If the app crashes in future, feel free to alway report using the crash
reporter. The market reporting is not very useful for individual analysis.
According to
http://www.gsmarena.com/samsung_galaxy_mini_s5570-3725.php
your phone was originally released with Froyo.
Original comment by andreas....@gmail.com
on 30 Jul 2012 at 9:56
So Froyo is 2.2 which is the one having the hash calculation bug... well, the
debug-log definitely is from after upgrading to 2.3. But the transactions are
still stuck. I'll probably give it another try with resetting the blockchain.
In a few days, when the phone did again catch up the 52 weeks, I'll try to do
another transaction.
The original idea was to transfer the coins *before* updating the Firmware.
Original comment by ist.das....@gmail.com
on 30 Jul 2012 at 10:14
BTW: A common behaviour of my bitcoint client is to report "Blockchain
blockiert" for half a day and more even though the phone is online.
Original comment by ist.das....@gmail.com
on 30 Jul 2012 at 10:15
Oh... and another BTW: When I got the question if I want to report using e-Mail
normally it was after a couple of crashes only bringing up the market crash
reporter. So it's quite possible those errors in the mails only refer to stuff
happening because a half-crashed process was still locking some files etc.

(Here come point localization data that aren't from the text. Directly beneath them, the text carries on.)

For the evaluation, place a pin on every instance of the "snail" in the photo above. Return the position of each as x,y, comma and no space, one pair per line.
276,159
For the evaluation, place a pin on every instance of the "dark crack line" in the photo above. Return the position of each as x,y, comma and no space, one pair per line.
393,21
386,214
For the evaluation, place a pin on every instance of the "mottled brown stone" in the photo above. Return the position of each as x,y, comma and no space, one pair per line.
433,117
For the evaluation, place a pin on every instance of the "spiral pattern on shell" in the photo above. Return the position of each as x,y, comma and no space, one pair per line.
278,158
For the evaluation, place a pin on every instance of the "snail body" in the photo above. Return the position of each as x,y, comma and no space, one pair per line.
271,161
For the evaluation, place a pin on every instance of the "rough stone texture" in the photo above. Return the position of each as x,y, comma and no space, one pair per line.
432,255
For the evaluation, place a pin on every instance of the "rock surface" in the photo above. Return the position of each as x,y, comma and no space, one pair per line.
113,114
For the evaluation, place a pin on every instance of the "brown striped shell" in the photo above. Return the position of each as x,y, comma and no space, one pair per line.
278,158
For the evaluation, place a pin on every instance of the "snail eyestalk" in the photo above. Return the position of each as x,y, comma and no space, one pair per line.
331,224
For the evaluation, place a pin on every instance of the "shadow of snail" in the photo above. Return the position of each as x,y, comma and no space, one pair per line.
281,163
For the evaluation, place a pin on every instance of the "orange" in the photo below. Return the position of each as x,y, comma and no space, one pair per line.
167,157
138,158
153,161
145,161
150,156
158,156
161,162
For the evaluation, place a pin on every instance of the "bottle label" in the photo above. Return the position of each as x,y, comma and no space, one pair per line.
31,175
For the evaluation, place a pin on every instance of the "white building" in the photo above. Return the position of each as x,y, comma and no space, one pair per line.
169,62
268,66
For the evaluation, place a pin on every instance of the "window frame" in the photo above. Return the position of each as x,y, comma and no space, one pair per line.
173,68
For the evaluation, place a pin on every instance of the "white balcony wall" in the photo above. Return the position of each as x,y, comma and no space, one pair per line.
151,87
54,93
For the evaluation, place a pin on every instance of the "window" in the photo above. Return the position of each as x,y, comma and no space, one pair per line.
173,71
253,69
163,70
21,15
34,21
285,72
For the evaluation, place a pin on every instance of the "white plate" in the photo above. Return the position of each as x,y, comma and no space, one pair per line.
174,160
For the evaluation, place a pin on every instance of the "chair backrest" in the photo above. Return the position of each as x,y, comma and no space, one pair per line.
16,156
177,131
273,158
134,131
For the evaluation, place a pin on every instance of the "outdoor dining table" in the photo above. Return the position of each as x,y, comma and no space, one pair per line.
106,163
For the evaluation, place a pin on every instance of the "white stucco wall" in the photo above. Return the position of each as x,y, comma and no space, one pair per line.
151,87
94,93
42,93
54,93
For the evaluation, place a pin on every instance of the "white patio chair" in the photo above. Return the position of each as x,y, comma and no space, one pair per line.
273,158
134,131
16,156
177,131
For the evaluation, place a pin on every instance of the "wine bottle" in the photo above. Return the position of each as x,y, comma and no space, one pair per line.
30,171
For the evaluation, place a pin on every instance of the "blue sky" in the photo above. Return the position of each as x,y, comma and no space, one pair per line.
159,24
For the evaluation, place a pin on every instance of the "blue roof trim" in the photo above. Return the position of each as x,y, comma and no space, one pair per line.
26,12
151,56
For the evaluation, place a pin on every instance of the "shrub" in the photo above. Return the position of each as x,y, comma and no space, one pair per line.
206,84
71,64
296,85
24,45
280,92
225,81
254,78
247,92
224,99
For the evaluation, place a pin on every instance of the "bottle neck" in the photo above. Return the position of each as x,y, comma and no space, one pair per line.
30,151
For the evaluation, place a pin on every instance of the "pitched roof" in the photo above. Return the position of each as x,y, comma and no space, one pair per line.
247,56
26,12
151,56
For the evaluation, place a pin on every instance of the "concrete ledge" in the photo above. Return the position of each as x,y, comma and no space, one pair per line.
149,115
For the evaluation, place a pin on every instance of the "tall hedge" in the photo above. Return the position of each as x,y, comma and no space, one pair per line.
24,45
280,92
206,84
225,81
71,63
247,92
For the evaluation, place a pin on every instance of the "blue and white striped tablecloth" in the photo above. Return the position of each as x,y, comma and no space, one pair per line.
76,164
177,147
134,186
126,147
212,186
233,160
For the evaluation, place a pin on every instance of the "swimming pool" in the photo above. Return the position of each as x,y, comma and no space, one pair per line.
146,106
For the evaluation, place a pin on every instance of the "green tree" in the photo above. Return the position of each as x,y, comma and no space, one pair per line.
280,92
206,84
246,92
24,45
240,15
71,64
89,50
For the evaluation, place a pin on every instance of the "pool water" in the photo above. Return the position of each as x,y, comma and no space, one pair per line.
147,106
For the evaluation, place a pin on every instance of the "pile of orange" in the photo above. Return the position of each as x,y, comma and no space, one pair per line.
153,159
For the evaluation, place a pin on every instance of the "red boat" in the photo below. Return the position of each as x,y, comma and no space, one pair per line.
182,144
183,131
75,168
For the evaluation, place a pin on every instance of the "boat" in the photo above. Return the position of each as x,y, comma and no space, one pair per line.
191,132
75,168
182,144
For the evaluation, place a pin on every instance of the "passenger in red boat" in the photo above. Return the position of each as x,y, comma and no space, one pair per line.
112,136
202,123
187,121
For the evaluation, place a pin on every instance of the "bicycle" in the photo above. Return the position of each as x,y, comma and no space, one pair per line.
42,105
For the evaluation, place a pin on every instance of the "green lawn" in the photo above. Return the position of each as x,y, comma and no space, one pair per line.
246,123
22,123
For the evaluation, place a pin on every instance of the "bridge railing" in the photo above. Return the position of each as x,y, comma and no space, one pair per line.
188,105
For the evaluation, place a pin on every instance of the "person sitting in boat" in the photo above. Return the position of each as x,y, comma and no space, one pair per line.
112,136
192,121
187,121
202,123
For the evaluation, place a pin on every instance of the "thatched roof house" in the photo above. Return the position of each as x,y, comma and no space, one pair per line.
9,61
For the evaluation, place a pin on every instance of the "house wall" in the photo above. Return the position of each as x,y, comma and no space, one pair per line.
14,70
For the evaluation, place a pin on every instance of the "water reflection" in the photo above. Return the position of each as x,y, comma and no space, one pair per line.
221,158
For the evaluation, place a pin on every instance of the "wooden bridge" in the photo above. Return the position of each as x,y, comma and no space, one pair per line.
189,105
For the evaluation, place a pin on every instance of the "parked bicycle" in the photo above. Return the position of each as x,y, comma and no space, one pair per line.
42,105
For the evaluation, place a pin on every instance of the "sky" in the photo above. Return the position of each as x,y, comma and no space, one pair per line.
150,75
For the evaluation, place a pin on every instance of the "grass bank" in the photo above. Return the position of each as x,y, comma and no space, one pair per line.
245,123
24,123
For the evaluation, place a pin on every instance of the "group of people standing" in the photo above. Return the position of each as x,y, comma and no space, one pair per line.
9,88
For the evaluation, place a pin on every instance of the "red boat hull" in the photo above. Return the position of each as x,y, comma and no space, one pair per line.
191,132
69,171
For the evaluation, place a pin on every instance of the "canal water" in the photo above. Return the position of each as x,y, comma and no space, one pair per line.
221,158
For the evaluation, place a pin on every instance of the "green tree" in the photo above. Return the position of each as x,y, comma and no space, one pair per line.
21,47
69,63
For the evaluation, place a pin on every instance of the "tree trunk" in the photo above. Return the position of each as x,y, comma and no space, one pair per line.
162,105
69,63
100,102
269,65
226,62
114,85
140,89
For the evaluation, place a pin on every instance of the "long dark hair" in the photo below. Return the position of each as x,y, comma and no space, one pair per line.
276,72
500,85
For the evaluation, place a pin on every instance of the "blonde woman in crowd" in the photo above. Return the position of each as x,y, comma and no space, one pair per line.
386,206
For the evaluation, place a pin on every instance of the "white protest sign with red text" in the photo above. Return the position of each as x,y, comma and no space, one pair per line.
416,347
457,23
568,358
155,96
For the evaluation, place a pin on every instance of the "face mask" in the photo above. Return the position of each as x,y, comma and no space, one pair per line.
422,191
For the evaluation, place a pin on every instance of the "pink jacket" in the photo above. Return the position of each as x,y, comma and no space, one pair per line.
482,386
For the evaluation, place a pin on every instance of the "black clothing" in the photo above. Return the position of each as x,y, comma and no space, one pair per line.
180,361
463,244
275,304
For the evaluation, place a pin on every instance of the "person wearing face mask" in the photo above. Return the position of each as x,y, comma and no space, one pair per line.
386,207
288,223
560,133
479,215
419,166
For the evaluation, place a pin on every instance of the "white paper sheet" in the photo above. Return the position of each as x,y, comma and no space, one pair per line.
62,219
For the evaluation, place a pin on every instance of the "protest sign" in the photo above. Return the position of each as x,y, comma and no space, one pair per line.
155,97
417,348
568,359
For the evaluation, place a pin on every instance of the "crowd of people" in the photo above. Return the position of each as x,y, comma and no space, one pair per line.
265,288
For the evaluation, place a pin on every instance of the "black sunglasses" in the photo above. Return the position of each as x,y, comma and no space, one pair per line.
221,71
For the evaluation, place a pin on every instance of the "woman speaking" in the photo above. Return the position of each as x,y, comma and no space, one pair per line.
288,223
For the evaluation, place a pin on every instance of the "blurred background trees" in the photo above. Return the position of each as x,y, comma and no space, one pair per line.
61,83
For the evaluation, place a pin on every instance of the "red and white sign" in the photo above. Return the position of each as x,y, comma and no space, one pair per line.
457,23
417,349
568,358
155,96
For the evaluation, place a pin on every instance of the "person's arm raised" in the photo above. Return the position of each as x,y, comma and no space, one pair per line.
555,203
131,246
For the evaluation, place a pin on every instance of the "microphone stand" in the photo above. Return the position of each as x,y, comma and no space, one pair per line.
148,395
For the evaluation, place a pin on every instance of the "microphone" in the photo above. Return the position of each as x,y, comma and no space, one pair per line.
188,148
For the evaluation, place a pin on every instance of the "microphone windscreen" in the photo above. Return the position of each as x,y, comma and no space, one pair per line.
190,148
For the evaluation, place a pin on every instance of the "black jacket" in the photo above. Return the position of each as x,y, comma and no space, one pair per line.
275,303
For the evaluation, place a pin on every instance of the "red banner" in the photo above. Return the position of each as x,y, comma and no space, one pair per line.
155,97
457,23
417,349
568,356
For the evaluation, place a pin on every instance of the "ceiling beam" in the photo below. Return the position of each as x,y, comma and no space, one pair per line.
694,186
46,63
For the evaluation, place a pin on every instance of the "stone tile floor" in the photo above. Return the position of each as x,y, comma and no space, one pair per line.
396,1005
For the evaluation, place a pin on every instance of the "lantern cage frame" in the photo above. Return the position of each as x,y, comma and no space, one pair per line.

Original comment by ist.das....@gmail.com
on 30 Jul 2012 at 10:19
Its important to know when you *created* the tx and not when you've been trying
to re-send. If that was with Android 2.2, we are most likely dealing with the
known BigInteger problem.
You can look at "adb logcat" to see what your phone is doing if it is trying to
update the blockchain.
Original comment by andreas....@gmail.com
on 30 Jul 2012 at 10:22
Currently I have not the slightest idea what adb logcat is. My phone isn't
rooted or something... to play around I bought a Nokia N900 (didn't find a
bitcoin wallet for maemo yet though... if I had found one I would be using it).
I am 90% sure that at least some of the transactions have been created after
the update. Well, 10% unsure can be quite a lot. Therefore I did reset the
blockchain now and will create new transactions as soon as the phone has been
catching up. That will make it 100% sure and eliminate some things which might
be connected to the fact that the blockchain was loaded using the older version
of Android.
I'll let you know here if this did fix the problem or not.
Original comment by ist.das....@gmail.com
on 30 Jul 2012 at 11:16
OK, I have to admit my memory wasn't very accurate. Now I can send coins. After
updating Android from 2.2 to 2.3 and resetting the blockchain to get rid of all
transactions still stuck.
The strategy to send the coins to my PC using Android 2.2 to make sure they
don't get lost if the Update to 2.3 bricks the phone turned out to be a good
idea in theory... but only in theory.
It may be that having transaction created with 2.2 *and* some with 2.3 makes
them all get stuck but that's not entirely sure. But it definitely was the
BigInteger problem causing all the trouble I had.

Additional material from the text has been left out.